Spaccio di droga, reati contro il patrimonio e rimpatri: operazioni della Polizia tra Trento e Rovereto
Nel corso dell'ultima settimana il personale della Questura di Trento ha effettuato una serie di controlli tra il capoluogo e la Città della quercia, sequestrando in tutto oltre 100 grammi di droga: oltre 20 in tutto le denunce. Le forze dell'ordine hanno poi operato anche per il contrasto all'immigrazione clandestina, con l'esecuzione di 4 accompagnamenti al Centro di permanenza per il rimpatrio

TRENTO. Ben 600 persone identificate, 320 auto controllate e oltre 100 grammi di droga sequestrati: sono questi alcuni dei numeri dell'ultima settimana di controlli portati avanti a Trento e Rovereto dal personale della Questura del capoluogo, impegnati in particolare nei luoghi maggiormente esposti al fenomeno dello spaccio e ai fenomeni di micro-delittuosità.

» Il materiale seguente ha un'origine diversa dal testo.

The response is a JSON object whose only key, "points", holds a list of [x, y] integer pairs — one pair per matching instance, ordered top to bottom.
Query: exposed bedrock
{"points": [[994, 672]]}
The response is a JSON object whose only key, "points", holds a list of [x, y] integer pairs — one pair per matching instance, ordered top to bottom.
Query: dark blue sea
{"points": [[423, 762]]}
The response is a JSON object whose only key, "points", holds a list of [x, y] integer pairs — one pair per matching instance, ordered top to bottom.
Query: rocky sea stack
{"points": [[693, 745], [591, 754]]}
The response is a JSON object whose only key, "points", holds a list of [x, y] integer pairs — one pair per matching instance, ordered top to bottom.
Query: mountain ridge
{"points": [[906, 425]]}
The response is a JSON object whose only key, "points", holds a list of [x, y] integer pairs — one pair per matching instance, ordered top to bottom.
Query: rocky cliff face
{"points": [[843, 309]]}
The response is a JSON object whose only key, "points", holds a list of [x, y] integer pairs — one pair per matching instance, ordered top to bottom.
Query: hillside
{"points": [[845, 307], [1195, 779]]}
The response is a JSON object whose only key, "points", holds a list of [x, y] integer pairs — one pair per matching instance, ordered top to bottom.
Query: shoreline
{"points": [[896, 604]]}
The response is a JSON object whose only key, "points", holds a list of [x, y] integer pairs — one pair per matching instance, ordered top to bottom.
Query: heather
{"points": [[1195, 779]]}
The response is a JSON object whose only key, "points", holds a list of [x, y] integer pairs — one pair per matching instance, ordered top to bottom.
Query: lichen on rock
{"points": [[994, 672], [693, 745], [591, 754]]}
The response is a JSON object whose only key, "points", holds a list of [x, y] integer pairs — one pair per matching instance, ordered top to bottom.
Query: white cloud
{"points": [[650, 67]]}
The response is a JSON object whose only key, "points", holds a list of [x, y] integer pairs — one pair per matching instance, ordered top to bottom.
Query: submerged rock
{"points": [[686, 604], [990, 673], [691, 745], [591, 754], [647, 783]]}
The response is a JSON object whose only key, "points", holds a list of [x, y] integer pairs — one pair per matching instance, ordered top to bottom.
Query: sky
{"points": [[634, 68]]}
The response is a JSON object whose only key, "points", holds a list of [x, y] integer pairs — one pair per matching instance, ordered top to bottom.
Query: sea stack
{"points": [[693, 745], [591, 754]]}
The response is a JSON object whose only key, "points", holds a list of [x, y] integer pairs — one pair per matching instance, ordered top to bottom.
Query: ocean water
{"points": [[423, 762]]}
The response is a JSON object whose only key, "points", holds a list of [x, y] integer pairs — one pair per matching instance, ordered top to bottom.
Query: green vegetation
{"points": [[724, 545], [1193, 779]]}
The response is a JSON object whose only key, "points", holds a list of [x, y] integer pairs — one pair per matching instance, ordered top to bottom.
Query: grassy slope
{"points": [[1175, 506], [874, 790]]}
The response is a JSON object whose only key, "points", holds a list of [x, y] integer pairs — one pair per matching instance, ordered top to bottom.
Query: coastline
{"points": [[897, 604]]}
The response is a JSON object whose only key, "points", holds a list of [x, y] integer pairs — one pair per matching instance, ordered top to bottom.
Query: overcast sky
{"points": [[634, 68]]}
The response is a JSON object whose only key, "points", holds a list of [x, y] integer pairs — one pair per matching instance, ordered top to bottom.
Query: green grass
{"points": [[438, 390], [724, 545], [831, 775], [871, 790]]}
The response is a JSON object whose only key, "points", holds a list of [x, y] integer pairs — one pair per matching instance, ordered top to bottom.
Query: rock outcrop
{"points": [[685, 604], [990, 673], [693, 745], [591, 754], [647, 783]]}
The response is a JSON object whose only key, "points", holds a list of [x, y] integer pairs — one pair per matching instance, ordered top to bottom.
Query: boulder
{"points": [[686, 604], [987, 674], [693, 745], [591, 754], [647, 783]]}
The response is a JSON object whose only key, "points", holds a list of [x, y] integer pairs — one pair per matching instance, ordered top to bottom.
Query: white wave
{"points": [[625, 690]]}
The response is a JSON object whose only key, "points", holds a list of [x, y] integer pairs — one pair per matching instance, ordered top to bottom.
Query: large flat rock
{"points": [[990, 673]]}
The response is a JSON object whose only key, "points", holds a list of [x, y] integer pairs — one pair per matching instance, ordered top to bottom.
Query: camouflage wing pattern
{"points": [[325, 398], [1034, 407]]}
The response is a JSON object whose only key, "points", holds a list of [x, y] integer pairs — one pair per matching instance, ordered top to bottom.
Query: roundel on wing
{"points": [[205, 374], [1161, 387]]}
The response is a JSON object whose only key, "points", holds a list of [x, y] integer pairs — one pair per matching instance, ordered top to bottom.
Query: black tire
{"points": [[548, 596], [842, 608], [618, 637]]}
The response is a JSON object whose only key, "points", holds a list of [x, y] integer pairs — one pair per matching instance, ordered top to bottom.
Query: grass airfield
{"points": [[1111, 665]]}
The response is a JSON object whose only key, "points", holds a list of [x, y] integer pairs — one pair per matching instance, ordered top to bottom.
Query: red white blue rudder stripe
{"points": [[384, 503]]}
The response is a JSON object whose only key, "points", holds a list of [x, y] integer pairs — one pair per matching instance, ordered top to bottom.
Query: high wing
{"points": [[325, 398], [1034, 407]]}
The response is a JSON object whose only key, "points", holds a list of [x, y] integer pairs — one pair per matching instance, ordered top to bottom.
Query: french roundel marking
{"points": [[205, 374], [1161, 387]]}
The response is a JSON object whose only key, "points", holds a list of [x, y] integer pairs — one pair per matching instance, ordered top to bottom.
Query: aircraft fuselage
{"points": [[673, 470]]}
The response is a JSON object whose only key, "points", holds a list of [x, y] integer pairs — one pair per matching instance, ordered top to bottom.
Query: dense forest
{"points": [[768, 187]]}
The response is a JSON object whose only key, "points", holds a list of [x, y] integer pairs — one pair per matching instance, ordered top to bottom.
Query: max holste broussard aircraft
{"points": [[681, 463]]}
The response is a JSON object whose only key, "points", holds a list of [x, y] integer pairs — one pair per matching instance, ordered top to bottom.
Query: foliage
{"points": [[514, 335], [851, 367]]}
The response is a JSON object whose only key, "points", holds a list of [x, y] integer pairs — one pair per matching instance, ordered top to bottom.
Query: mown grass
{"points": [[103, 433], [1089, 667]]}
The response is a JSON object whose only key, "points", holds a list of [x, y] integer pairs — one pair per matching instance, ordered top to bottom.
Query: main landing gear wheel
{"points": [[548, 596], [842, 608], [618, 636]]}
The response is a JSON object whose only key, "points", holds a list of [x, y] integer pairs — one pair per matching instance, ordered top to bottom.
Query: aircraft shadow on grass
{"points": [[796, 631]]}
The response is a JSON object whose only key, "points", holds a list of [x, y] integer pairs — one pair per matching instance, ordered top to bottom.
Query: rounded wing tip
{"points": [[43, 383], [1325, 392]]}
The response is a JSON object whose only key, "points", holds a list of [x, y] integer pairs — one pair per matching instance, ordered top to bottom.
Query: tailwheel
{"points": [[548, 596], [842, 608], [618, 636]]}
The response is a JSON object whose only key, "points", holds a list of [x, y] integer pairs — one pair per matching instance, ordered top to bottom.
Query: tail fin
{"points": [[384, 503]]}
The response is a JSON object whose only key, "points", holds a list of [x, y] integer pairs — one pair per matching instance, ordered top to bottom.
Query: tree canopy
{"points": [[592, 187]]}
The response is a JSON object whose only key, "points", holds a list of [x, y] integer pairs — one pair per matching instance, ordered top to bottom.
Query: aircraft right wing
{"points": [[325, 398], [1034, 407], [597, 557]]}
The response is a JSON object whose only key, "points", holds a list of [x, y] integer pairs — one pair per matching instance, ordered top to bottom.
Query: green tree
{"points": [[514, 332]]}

A Trento in particolare gli operatori sono entrati in azione in Piazza Dante e Piazza Santa Maria Maggiore. Circa 95 in tutto i grammi di hashish sequestrati, a cui vanno aggiunti altri 10 grammi di cocaina. Sono stati denunciati in stato di libertà 15 soggetti per reati contro il patrimonio, la persona e per spaccio.
Per quanto riguarda il contrasto all'immigrazione clandestina invece, nell'ultima settima sono stati eseguiti quattro accompagnamenti al Centro di permanenza per il rimpatrio e adottati 4 ordini del questore di lasciare il territorio nazionale entro 7 giorni. Due poi le misure cautelari non detentive eseguite per divieto di avvicinamento alla persona offesa.
A Rovereto sono stati poi disposti 5 servizi specifici di controllo del territorio con una presenza complessiva di circa 100 operatori. In questo caso sono state identificate circa 200 persone e controllati 70 autoveicoli, ai quali si aggiungono ulteriori 250 soggetti identificati dalla Squadra Volante e 7 denunce per furto, reati contro la persona e violazione della normativa sugli stranieri.
I luoghi maggiormente attenzionati, perché risultati più esposti a fenomeni di degrado, sono state le zone a ridosso del centro storico, l'Urban city, i parchi cittadini, la zona Lungoleno e della stazione ferroviaria. I controlli in queste aree, dicono le forze dell'ordine, continueranno anche nelle settimane successive.